A threatening rumble, ominous and low reminded me of the approaching storm. I went to the window and looked out. The distant cylindrical cloud loomed on the horizon.

"I hope you're staying," I said. "Please stay the night with us. It looks nasty out there."

"You have a guest room?" he asked me.

"I do. You're welcome to it. Pearl might want to stay with you. Or the other one. Brandy hides."

"She's in the guest room under the bed," he told me.

"Yes, I think she is. We'll try that tree in the morning."

"I'll leave you early," he said. "I need to visit some others. I'll take that spade and dig up that tree."

"I'll see you early. The outside cats will require my early rising, also."

"Okay."

The thunder sounded again, a wind began to blow in the distance, weakly at first, and then gradually strengthened. The man finished his coffee and got to his feet. Pearl moved to follow him.

I looked at the clock on the wall.

"8:00, I said. You know, some people don't drink coffee this time of night because it keeps them awake. But I guess I don't fall into that category."

He smiled at me, looking over his shoulder. Pearl stood off in the distance waiting for him to decide where he was going.

"You know. It's been a pleasure serving you. I'll just do these dishes. It's going to be an early night, I think. I will see you in the morning."

I felt this urge to get on my knees. I did. Pearl looked at me as if she approved. He did not move to stop me. He came and took my hands.

"Keep up your work," he told me. "Keep talking to me."

"I will. You will help me, I know."

I got up and took the dishes to the sink. I filled the sink with hot, warm soapy water and looked up to see him holding the towel. He took the cups and the coffee pot and dried them, putting them back in my cupboard. I stood amazed for a moment.

"You know exactly where they go," I said.

"Of course. I'm with you always. I know where things go in your house. And I know you have a guest room."
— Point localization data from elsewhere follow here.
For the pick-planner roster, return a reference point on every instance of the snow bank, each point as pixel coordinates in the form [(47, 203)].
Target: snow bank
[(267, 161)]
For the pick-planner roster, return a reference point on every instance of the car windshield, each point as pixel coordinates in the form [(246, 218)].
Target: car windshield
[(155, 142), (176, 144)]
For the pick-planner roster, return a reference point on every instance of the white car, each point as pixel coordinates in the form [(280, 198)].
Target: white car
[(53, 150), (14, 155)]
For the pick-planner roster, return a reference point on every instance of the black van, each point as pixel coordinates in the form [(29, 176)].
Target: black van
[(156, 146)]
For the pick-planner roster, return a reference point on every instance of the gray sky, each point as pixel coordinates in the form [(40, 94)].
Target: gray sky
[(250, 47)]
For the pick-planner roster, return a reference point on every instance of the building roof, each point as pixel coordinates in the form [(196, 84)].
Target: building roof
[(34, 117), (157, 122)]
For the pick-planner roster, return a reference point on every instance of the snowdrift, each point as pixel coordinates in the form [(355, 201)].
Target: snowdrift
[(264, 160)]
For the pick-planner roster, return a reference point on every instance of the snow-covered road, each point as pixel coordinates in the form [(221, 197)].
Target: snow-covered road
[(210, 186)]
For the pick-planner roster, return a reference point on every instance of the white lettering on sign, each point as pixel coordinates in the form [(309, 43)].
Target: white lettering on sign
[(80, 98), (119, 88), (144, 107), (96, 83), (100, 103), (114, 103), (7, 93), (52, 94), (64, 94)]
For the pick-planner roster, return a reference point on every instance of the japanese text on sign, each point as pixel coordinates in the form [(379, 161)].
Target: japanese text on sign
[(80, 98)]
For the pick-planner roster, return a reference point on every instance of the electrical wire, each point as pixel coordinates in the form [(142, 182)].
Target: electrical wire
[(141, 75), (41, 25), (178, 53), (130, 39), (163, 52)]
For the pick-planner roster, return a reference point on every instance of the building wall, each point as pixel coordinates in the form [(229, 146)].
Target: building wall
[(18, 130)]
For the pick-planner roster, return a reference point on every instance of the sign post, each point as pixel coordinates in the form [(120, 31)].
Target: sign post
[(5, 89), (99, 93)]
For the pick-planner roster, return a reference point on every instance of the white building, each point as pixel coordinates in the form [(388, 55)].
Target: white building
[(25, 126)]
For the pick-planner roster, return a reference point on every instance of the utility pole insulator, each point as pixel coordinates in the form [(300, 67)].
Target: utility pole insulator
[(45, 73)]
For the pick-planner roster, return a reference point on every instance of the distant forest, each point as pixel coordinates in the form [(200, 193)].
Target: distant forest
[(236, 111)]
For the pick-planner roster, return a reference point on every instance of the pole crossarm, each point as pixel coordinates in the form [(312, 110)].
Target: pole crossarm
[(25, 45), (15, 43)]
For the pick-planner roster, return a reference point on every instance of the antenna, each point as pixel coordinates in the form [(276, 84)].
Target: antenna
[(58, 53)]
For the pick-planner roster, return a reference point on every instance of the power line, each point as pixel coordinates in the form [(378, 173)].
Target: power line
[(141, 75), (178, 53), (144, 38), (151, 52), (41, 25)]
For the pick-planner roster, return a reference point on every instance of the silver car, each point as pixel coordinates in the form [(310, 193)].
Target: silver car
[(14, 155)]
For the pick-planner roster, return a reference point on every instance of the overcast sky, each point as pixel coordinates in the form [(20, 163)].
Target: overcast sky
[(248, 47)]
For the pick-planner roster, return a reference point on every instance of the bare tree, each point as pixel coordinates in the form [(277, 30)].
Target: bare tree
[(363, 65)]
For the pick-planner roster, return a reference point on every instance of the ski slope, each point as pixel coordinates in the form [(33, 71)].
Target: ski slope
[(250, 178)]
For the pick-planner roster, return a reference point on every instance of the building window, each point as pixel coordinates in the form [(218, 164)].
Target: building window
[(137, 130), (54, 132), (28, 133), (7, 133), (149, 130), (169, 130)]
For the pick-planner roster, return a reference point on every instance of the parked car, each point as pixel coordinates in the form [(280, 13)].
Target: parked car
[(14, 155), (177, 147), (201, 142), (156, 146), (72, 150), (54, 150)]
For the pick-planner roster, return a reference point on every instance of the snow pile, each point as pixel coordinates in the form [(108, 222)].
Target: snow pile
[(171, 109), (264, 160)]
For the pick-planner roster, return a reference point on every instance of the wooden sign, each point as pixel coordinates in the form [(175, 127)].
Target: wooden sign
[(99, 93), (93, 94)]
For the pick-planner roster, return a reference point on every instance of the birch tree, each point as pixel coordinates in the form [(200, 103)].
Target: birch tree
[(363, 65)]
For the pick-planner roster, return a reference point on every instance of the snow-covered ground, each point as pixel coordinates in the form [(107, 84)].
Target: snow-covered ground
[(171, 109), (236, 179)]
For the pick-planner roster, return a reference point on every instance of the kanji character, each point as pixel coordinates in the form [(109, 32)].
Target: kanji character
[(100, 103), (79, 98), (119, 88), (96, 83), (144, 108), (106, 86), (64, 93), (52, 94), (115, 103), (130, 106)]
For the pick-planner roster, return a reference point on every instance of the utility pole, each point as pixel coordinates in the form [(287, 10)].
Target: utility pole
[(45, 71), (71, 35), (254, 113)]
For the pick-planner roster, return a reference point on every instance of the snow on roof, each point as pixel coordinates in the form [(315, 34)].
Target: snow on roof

"I'm so glad you came by to see us," I said. "But mainly I want you to go with me in my heart."

He smiled.

"I'm there. Don't let your heart be troubled. Good night, dear one."
***
I lay in my bed, covered up to my chin, the softness of flannel sheets keeping me cozy. Since it was a rainy night, I knew that the cats might come and curl up with me. But then I remembered that pearl had been attached to our guest in the room. Maybe she knew that he spoke her language? Brandy didn't seem to be affected by the fact that her Creator was here. She was probably hiding. Or she might show up here and want to settle in with me for a few minutes. It was pearl who would stay with Yeshua in the other room, burrowing in deep, if not under the covers, then perhaps mirrored against his side. She had a thing about hips. She would curl against that pierced side. I wondered if she would know? But of course she would know something. They would communicate just like we did. Pearl and I could figure each other out, and so unless there was a serious effort to hide identities going on, Pearl most likely would have figured it out by now. She would be lying against him, purring. I hoped he slept well.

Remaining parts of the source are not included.